Dans un cadre semblable, la banque centrale serait autorisée à abonder les comptes des banques classiques. La création de monnaie correspondante au profit du système bancaire se trouverait quantitativement limitée au taux de croissance de l’économie réelle. Et une limitation à l’intérieur d’une fourchette afin d’autoriser des actions de régulation de la conjoncture. Les banques bénéficieraient d’un traitement égal, ce qui veut dire un abondement monétaire proportionnel à la part de marché de chaque banque. Les banques seraient évidemment libres de négocier les prêts avec les demandeurs de crédits. Rationaliser l’infrastructure monétaire n’est pas mettre fin à la concurrence et au libéralisme. Comme RTE (gestionnaire du réseau de transport de l’électricité) dispose du monopole de transport de l’électricité sans mettre fin à la concurrence entre producteurs, la banque centrale disposerait du monopole de transport de la monnaie sans toucher aux règles de la concurrence.

Ajoutons que les banques seraient aussi autorisées à négocier des emprunts auprès de la banque centrale comme auprès de tous les acteurs économiques. La fonction d’intermédiation traditionnelle serait donc garantie.

  1. - Le bilan coût /avantage du modèle proposé.

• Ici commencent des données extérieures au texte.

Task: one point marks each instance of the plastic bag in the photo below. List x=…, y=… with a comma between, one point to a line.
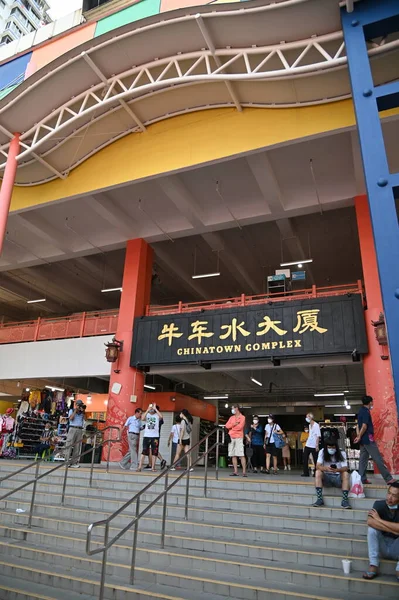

Il est un coût considérable pour la finance qui verrait une réduction draconienne de son terrain de jeu : impossibilité de transformer le bien commun qu’est la monnaie en matière première privée providentielle et porteuse de profit ; forte limitation du poids de  la gestion de la dette publique, le Trésor pouvant emprunter à la banque centrale, mais pouvant aussi recevoir de la monnaie sans dette. Au-delà, il est évident qu’une partie de la machinerie bancaire deviendrait complètement inutile.  Nous n’entrons pas ici dans le débat sur la banque universelle, mais il est clair qu’une telle transformation y mettrait fin..

Il est un avantage pour les piliers de l’économie réelle : répercussions sur la fiscalité de la baisse du coût des activités du Trésor ; possibilité de financer sans dette la « réparation » de l’environnement : aspect fondamental car il est aujourd’hui impensable de rembourser un capital (coûts de la protection du climat, de l’environnement, etc.) avec les intérêts correspondants alors qu’il n’y a pas de production supplémentaire ; probable diminution globale du coût de l’endettement avec marges de compétitivité plus importante à l’international, et donc perspectives alléchantes en termes d’IDE.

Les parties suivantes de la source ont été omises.